West Texas Intermediate crude oil for July delivery was last seen up US$0.51 to US$80.34 per barrel, while July Brent crude, the global benchmark, was up US$0.52 to US$84.74.
OPEC+ will meet virtually on the weekend to decide on whether to extend voluntary quota cuts slated to expire at month's end into the third quarter, with the cartel widely expected to roll the cuts forward.
"We see no appetite at this juncture to add more barrels to the market and trigger another price move to the downside ... Given how hard it will be to thread the needle on crude balances this year alone, adding back the 1 mb/d Saudi voluntary cut would more than offset seasonal third quarter draws, resulting in a 700 kb/d build through the rest of the year," Helima Croft, Head of Global Commodity Strategy and MENA Research at RBC Capital Markets, noted.

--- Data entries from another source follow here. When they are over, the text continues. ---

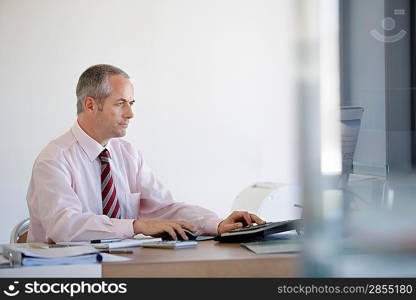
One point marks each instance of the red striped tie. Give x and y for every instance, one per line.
x=111, y=207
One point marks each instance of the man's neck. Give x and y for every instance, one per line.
x=89, y=130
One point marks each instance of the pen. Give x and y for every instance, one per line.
x=105, y=241
x=117, y=251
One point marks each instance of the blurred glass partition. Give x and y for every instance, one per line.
x=365, y=226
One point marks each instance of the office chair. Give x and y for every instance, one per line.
x=19, y=232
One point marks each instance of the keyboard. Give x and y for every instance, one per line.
x=258, y=232
x=251, y=228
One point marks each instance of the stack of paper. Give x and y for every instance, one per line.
x=51, y=256
x=125, y=243
x=170, y=244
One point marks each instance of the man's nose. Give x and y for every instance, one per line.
x=129, y=112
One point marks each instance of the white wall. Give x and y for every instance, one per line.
x=213, y=80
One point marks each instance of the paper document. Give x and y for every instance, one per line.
x=114, y=258
x=52, y=256
x=125, y=243
x=274, y=246
x=170, y=244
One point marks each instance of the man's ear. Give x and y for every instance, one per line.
x=89, y=104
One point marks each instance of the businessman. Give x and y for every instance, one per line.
x=91, y=184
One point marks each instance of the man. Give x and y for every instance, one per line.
x=90, y=184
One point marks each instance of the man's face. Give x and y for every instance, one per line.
x=113, y=119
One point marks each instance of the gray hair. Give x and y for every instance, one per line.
x=93, y=82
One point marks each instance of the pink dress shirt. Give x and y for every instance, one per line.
x=64, y=195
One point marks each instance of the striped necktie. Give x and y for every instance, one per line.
x=111, y=206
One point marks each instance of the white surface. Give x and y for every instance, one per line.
x=125, y=243
x=213, y=83
x=113, y=258
x=64, y=271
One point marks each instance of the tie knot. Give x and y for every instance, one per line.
x=104, y=155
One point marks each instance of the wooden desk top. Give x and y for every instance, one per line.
x=207, y=259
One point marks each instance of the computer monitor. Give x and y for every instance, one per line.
x=350, y=127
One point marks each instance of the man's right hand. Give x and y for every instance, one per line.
x=157, y=228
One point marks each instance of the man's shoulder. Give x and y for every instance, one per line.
x=56, y=148
x=124, y=146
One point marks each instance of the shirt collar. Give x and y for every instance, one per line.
x=90, y=146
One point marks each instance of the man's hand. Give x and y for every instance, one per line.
x=238, y=219
x=157, y=228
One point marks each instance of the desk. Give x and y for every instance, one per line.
x=207, y=259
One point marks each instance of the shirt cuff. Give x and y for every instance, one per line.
x=211, y=226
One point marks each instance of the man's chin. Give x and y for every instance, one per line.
x=120, y=133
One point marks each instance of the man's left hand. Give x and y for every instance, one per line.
x=238, y=219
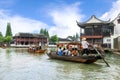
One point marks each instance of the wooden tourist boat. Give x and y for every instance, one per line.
x=37, y=51
x=91, y=58
x=80, y=59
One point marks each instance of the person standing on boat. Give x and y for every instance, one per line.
x=60, y=53
x=84, y=46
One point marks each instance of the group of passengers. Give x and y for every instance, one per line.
x=74, y=51
x=66, y=51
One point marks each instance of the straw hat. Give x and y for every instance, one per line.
x=83, y=39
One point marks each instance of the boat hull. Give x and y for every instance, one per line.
x=79, y=59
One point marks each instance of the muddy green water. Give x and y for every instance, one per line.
x=18, y=64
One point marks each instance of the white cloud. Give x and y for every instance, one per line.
x=113, y=12
x=20, y=24
x=64, y=19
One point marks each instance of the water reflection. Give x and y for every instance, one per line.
x=18, y=64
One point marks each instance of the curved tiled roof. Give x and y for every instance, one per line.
x=93, y=20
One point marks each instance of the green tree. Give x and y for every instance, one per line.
x=54, y=38
x=8, y=31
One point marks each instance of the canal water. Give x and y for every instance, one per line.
x=18, y=64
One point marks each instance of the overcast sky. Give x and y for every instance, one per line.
x=57, y=16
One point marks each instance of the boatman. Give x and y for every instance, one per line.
x=84, y=46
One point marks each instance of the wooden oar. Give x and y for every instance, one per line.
x=101, y=56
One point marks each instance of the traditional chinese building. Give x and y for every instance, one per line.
x=97, y=31
x=28, y=38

The meeting comes as the U.S. summer driving season is underway, raising demand for gasoline and supporting prices, though a strong dollar supported by high interest rates could offset demand gains. The market is awaiting further U.S. inflation data coming on Friday that is likely to influence the Federal Reserve's rate policy.
"Interest rate concerns will most plausibly act as a break on further attempt to send oil prices meaningfully higher in the immediate future. No doubt the April US personal consumption expenditure index, a major Fed proxy for inflation, due out on Friday will have a profound impact on rate views and on the dollar. Both the core and headlines readings are expected to come in unchanged from March at 2.8% and 2.7%, respectively. There is a growing belief that the ECB and maybe the BoE will cut interest rates before the Fed, supporting the dollar, and causing headwinds for oil's advance," PVM Oil Associates said in a Tuesday note.